LinkedIn is a social network for professionals, it allows you to connect with people online, that you have business relationships with. This could be as a supplier, client or peer. The connections that you form in the real world, can be replicated online on networks such as LinkedIn, to provide an efficient way to keep connected, access knowledge, insights and opportunities.
Should I be on LinkedIn?
If you’re a business, or represent one, there’s a very good chance that you can find value in LinkedIn. Your profile can be used to allow existing connections to find you, customers to engage and interact with you, and for you to keep up to date with what your clients (and come to that, your competition) is up to.
LinkedIn isn’t the flagship platform for everyone, but not only can it provide value to you and your business, but you may well have connections that are using it as their sole network, so by not having a presence on it, you’re eliminating those connections from your community.

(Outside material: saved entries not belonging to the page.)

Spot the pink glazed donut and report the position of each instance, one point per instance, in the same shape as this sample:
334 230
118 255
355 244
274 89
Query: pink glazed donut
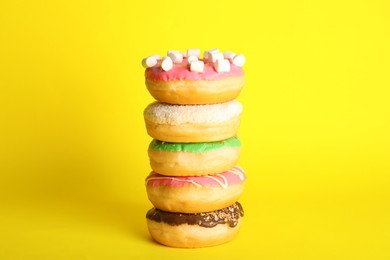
180 85
195 194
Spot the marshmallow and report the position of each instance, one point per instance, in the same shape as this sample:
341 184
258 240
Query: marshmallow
214 56
239 60
170 51
205 55
149 62
166 63
191 59
229 55
157 56
209 52
213 50
222 65
197 65
193 52
176 56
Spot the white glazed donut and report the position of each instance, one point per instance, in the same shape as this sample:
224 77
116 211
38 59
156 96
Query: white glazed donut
192 123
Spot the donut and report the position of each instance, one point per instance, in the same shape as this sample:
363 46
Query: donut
194 194
195 230
192 123
193 159
180 85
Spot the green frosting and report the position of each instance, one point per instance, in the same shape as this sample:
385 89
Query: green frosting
194 147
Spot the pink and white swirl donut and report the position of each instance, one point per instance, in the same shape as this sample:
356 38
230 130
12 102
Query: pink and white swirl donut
195 194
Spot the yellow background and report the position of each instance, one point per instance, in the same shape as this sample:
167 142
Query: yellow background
315 128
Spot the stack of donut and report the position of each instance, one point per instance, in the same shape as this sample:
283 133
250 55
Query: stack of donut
195 182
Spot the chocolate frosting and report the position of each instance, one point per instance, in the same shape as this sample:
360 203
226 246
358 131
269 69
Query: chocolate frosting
229 215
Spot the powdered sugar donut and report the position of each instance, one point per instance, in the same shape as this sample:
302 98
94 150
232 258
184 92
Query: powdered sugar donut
197 193
195 230
194 159
180 85
192 123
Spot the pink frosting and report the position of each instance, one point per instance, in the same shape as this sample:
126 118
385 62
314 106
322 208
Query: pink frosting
224 179
181 71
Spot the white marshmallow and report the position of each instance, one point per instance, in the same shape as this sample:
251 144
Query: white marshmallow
239 60
176 56
191 59
197 65
149 62
193 52
214 56
213 50
209 52
222 65
166 63
170 51
157 56
229 55
205 55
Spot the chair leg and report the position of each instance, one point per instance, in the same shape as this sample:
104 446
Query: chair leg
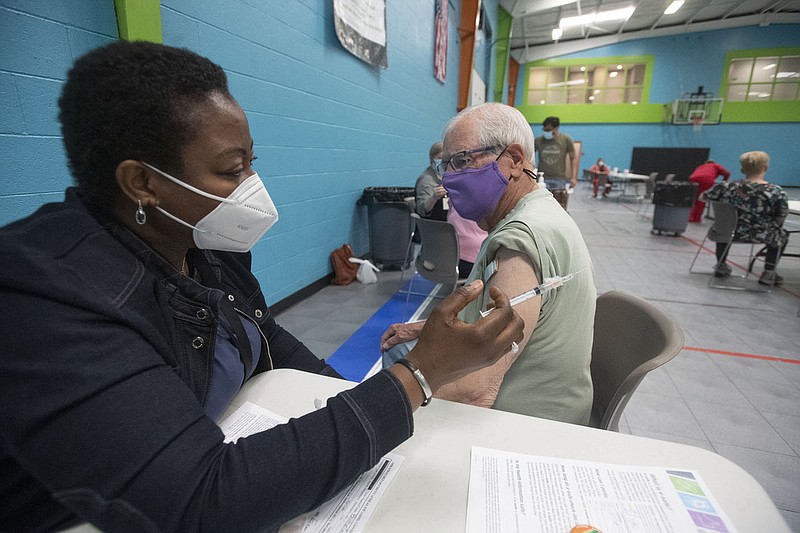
699 249
408 251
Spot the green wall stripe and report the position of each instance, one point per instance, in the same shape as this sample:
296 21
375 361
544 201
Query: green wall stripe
594 113
139 20
502 51
775 111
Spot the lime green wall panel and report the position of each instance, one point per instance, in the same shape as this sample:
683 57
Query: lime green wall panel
595 113
139 20
504 21
778 111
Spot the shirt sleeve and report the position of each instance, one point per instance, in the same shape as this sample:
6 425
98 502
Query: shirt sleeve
93 413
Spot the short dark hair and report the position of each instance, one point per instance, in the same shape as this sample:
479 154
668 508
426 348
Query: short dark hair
131 100
553 122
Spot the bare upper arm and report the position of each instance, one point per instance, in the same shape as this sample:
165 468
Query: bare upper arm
515 275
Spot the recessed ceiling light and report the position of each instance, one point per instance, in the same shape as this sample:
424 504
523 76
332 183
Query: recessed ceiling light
673 7
602 16
615 14
568 22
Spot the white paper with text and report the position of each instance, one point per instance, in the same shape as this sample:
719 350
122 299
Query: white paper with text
512 492
349 510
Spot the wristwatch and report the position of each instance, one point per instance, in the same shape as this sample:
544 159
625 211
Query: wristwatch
426 389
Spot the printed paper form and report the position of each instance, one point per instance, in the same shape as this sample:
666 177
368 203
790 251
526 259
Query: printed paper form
348 511
511 492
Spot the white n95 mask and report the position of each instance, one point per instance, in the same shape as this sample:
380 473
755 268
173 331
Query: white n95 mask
237 223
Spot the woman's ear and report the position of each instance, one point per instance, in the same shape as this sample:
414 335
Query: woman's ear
133 179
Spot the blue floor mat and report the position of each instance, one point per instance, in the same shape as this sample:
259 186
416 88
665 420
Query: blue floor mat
354 359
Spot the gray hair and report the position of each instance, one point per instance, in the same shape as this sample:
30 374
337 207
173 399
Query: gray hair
498 125
754 162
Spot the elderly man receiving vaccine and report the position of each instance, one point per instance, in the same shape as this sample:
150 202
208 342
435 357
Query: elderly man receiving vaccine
488 174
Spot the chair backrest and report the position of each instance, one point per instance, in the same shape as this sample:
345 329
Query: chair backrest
650 185
725 219
631 338
438 258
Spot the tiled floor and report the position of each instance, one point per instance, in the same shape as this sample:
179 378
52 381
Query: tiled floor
719 393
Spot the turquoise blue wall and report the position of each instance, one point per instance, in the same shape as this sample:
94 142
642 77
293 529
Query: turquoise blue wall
40 40
325 124
683 62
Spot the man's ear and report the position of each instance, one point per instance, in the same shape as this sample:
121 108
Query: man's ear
133 179
517 156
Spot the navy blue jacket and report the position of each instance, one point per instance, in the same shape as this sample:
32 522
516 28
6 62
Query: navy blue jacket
106 356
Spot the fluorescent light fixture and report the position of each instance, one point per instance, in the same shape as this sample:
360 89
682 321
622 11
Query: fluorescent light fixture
603 16
673 7
569 22
615 14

What type of community will I find on LinkedIn?
There’s a huge number (over 300 million according to LinkedIn) of members, with many having company pages to represent their brand, and there’s thousands of groups connecting people of similar interests or geography or sector together. You will likely find a lot of people you’ve worked with, and for, on the network and where appropriate, you should reach out to them to connect.
What should I be talking about on LinkedIn?
As with most all social media, you should establish what your blend of promotional versus informative information will be. Few people are going to be interested and want to connect with you if all you ever do is try to sell to them, time and time again. Look for opportunities to enrich your community’s timeline, look for information that is interesting, establish yourself as an authoritative figure in your field – this will be much longer lasting, than that 15% widget sale you’re always ‘going on about’.
The Dos and Don’ts of LinkedIn
Here’s a few pointers if you’re just starting out –
Get a great headshot photo
There’s a very chance that people won’t immediately place you by name. I for one, am absolutely useless with names (I can forget someone’s name after just being introduced to them) – but if I can clearly see your face, I’ll recognise you and accept your connection request.
If you don’t already have them, invest the small amount of money in having professional headshots taken – it makes all the difference.
Complete your profile
It really doesn’t take long and will not only help people find you, but it’s your chance to say what else you’ve done – a lot of people can potential see your profile, here’s your chance to show the journey you took to get where you are today.
LinkedIn is a bit like your online resume/CV. Never lie. Explain what you do, and how you do it, and let your success speak for itself. The same applies the ‘other way’, no matter how funny you think adding “Mindless drone at CompanyX” may appear – clients, customers, peers and potential employers won’t find it at all funny.